Research into videogaming completed by the NASA-sponsored Classroom of the Future will be featured in an upcoming book on gaming.

The editor of the Handbook of Research on Effective Electronic Gaming in Education has accepted a chapter based upon the learning outcome-genre matrix reported in the Classroom of the Future's 2006 NASA report, Foundations of Serious Game Design and Assessment. Dr. Debbie Denise Reese, an educational researcher at the Center for Educational Technologies®, home to the Classroom of the Future™, will write the chapter. She led the 2006 research effort into effective educational game design.

This chapter will mark the second publication of research results from last year's study. In December Reese was selected to write an article for an upcoming special issue on videogaming for the Journal of Educational Multimedia and Hypermedia.

In addition, at the American Educational Research Association annual conference in April, Reese will present Designing the Metaphor-enhanced Virtual World, a paper based in part on the Classroom of the Future's research into defining methods for assessment of learning in games.
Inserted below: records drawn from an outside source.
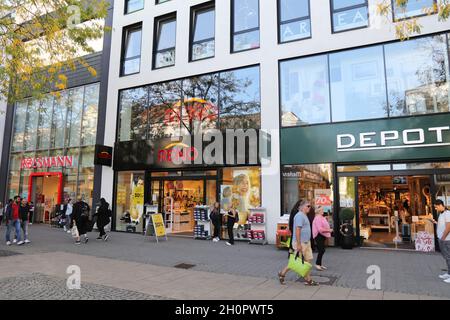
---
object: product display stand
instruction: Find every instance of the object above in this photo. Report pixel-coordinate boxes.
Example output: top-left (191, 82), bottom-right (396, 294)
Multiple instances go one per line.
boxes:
top-left (194, 206), bottom-right (212, 240)
top-left (247, 208), bottom-right (267, 245)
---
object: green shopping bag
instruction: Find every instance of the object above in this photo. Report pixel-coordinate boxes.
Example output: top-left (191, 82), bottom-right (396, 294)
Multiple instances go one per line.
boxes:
top-left (288, 252), bottom-right (312, 277)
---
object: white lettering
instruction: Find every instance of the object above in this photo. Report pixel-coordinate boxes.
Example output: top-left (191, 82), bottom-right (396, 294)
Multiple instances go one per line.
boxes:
top-left (428, 126), bottom-right (450, 142)
top-left (359, 132), bottom-right (377, 147)
top-left (381, 130), bottom-right (398, 146)
top-left (337, 134), bottom-right (356, 149)
top-left (403, 129), bottom-right (425, 144)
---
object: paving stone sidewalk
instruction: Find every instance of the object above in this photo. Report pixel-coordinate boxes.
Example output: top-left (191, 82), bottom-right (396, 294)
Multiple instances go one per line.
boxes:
top-left (0, 225), bottom-right (450, 298)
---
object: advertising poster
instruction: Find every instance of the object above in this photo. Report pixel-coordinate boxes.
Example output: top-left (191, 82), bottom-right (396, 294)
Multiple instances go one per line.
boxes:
top-left (130, 176), bottom-right (144, 222)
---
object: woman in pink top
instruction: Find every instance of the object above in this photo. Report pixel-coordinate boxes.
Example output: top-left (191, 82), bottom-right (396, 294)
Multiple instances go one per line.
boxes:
top-left (312, 206), bottom-right (332, 271)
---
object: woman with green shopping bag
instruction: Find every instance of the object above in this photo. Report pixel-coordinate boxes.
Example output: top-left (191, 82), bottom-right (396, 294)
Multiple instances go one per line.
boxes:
top-left (278, 201), bottom-right (318, 286)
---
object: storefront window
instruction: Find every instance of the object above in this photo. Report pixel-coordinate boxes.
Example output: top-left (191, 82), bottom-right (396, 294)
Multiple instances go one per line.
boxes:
top-left (330, 46), bottom-right (388, 121)
top-left (385, 35), bottom-right (450, 116)
top-left (220, 167), bottom-right (261, 225)
top-left (115, 171), bottom-right (145, 232)
top-left (282, 164), bottom-right (333, 218)
top-left (220, 67), bottom-right (261, 129)
top-left (280, 56), bottom-right (330, 127)
top-left (119, 87), bottom-right (148, 141)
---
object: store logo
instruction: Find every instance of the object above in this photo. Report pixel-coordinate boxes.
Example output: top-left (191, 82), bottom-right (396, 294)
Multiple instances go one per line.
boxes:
top-left (20, 156), bottom-right (73, 169)
top-left (336, 126), bottom-right (450, 152)
top-left (158, 142), bottom-right (198, 163)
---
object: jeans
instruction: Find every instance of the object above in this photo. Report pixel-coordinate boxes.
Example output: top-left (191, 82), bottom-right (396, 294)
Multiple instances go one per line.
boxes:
top-left (439, 239), bottom-right (450, 273)
top-left (6, 220), bottom-right (20, 242)
top-left (315, 234), bottom-right (326, 266)
top-left (18, 220), bottom-right (28, 241)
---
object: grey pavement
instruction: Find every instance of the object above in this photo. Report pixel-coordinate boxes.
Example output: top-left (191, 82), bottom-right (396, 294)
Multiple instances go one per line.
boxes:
top-left (0, 225), bottom-right (450, 300)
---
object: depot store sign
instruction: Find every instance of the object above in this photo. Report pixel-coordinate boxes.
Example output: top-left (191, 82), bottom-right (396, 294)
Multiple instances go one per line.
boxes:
top-left (281, 114), bottom-right (450, 164)
top-left (20, 156), bottom-right (74, 169)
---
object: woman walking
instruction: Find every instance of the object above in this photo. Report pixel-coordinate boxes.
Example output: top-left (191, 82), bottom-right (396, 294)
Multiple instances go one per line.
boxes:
top-left (313, 206), bottom-right (332, 271)
top-left (209, 202), bottom-right (222, 242)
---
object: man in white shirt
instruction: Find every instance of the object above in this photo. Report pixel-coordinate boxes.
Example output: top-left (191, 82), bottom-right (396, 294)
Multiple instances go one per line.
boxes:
top-left (434, 199), bottom-right (450, 284)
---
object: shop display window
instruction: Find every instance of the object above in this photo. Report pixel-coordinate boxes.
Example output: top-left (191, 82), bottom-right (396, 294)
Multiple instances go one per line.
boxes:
top-left (115, 171), bottom-right (145, 233)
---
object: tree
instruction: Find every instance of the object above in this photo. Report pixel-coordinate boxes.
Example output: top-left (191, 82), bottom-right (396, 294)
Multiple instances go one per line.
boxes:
top-left (0, 0), bottom-right (109, 102)
top-left (377, 0), bottom-right (450, 40)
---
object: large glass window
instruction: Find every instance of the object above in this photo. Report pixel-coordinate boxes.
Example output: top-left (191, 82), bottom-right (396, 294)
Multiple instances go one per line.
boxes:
top-left (330, 46), bottom-right (388, 121)
top-left (278, 0), bottom-right (311, 42)
top-left (331, 0), bottom-right (369, 32)
top-left (153, 15), bottom-right (177, 69)
top-left (191, 6), bottom-right (215, 61)
top-left (385, 35), bottom-right (450, 116)
top-left (119, 87), bottom-right (148, 141)
top-left (125, 0), bottom-right (144, 14)
top-left (231, 0), bottom-right (259, 52)
top-left (392, 0), bottom-right (436, 20)
top-left (220, 67), bottom-right (261, 129)
top-left (280, 56), bottom-right (330, 127)
top-left (120, 24), bottom-right (142, 76)
top-left (114, 171), bottom-right (145, 232)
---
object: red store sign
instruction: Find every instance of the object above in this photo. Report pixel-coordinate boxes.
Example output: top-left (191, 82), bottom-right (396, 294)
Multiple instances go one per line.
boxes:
top-left (20, 156), bottom-right (73, 169)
The Classroom of the Future research into what makes serious games effective learning tools identified a relationship between the flow experience in games and adaptive expertise, a person's ability to be an effective, flexible, and creative problem solver. It suggested how instructional games can be designed using reflective tools and flow mechanics so that games support both experiential and reflective flow experiences. The research also concluded that the instructional game must provide engaging deep play that supports the targeted learning outcome, and that fun is a secondary design element to instructional goals.